Applicable Principles- do_no_harm — Minimize risk of injury or adverse outcomes
- equity — Fair treatment and equal access across groups
- transparency — Clear communication of how system works
- accountability — Responsibility for outcomes and recourse for harms
fairness_gaming — How might people game the system to get unfair advantage?
automation_authority — Are we automating away human judgment that should remain?

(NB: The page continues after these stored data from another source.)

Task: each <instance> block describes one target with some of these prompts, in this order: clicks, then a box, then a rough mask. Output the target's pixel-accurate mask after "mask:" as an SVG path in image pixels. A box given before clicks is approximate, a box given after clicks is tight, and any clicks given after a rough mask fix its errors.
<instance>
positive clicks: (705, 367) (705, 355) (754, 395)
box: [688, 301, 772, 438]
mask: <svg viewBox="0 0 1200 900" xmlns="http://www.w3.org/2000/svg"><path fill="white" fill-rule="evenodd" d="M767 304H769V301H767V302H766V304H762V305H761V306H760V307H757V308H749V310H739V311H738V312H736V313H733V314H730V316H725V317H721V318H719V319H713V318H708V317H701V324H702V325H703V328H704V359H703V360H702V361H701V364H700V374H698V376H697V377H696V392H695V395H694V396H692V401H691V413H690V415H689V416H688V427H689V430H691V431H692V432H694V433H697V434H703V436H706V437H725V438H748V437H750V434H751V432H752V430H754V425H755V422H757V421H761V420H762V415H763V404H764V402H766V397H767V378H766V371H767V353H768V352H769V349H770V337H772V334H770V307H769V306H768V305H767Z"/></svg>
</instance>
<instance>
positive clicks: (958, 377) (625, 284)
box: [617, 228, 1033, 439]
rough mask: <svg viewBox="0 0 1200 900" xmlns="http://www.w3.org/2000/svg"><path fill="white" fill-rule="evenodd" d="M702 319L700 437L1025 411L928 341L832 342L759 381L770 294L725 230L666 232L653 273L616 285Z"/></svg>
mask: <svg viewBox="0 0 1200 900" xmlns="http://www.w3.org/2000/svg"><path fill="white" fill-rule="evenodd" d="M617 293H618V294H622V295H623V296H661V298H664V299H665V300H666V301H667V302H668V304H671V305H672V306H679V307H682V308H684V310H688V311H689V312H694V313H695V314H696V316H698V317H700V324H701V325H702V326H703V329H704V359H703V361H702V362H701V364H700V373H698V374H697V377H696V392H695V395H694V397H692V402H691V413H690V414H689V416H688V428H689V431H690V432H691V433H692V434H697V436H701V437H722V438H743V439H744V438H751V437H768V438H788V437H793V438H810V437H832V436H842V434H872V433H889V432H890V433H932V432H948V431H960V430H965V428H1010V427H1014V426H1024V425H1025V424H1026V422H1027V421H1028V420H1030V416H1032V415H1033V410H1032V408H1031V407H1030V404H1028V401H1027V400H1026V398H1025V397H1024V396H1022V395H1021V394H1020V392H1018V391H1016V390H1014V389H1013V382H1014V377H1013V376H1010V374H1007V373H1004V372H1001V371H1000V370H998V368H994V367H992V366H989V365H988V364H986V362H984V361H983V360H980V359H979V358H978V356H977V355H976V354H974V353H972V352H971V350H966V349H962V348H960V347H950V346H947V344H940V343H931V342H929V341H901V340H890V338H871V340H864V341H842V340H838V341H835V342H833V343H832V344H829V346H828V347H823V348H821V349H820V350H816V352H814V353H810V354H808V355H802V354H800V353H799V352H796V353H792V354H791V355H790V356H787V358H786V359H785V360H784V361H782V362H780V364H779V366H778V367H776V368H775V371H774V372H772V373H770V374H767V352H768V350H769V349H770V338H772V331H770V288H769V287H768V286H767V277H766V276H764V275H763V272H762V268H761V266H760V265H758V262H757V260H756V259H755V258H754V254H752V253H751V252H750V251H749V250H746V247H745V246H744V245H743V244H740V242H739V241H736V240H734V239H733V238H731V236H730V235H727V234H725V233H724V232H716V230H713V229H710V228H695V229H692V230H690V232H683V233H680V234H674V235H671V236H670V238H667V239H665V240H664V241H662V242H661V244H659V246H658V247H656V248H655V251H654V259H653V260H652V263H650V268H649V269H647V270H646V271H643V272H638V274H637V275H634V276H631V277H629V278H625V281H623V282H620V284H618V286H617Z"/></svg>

Before publishing a card, ask: "Would I be comfortable if the people most affected by this behavior could read this entire card and understand exactly how it works, what could go wrong, and what protections are in place?"
If the answer is no, the card needs more work.
● Operational Guardrails
Three critical guardrail mechanisms that every card should implement:
Human-in-the-Loop: 3 Levels| Level | Definition |
|---|---|
| mandatory_human_approval | Human must explicitly approve before action. Critical for high-stakes decisions. |
| human_override_available | System acts autonomously but human can intervene. Default for most applications. |
| fully_automated | No human intervention. Only for low-risk, high-volume decisions. |
When systems fail, define exactly what happens:
- trigger — What condition triggers degradation
- degraded_behavior — What does the system do in degraded state
- user_notification — How do users know capability is reduced
- auto_recovery — Does it automatically recover or need intervention
Every behavior must have an emergency stop mechanism:
- mechanism — How is it triggered (API call, config flag, etc.)
- authorization — Who can activate it
- time_to_effect — How long until behavior stops (target: < 5 seconds)
- side_effects — What happens to in-flight operations
- restart_procedure — Steps to resume normal operation
● Trust Scoring: 100-Point System
Trust is scored separately from implementation compliance:
| Criteria | Points |
|---|---|
| All 7 failure categories assessed | 15 |
| Every failure mode has detection | 10 |
| Every failure mode has mitigation | 10 |
| Every failure mode has recovery plan | 10 |
| Domain-specific severity documented | 5 |
| Blast radius classified | 5 |
| Ethical assessment complete | 10 |
| Human oversight levels defined | 10 |
| Graceful degradation modes defined | 10 |
| Kill switch documented | 5 |
| Failure mode tests referenced | 10 |
90-100: Enterprise Ready
Can be deployed in regulated environments with full audit trail.
70-89: Production Ready
Suitable for standard deployment with normal operational oversight.
50-69: Pilot Ready
For controlled testing with close monitoring.
Below 50: Development Only
Not ready for any external deployment.
● Overall Quality Score: Combined Compliance & Trust
The final registry readiness is determined by combining implementation compliance with trust assessment:
Overall Quality = (Compliance Score × 0.5) + (Trust Score × 0.5)90-100: ABC Certified Gold
Production-ready with comprehensive documentation and safety mechanisms.
75-89: ABC Certified
Meets standard for registry publication. Suitable for most use cases.
60-74: ABC Compatible
Acceptable with awareness of specific limitations.
Below 60: Not Registry Ready
Requires significant work before publication.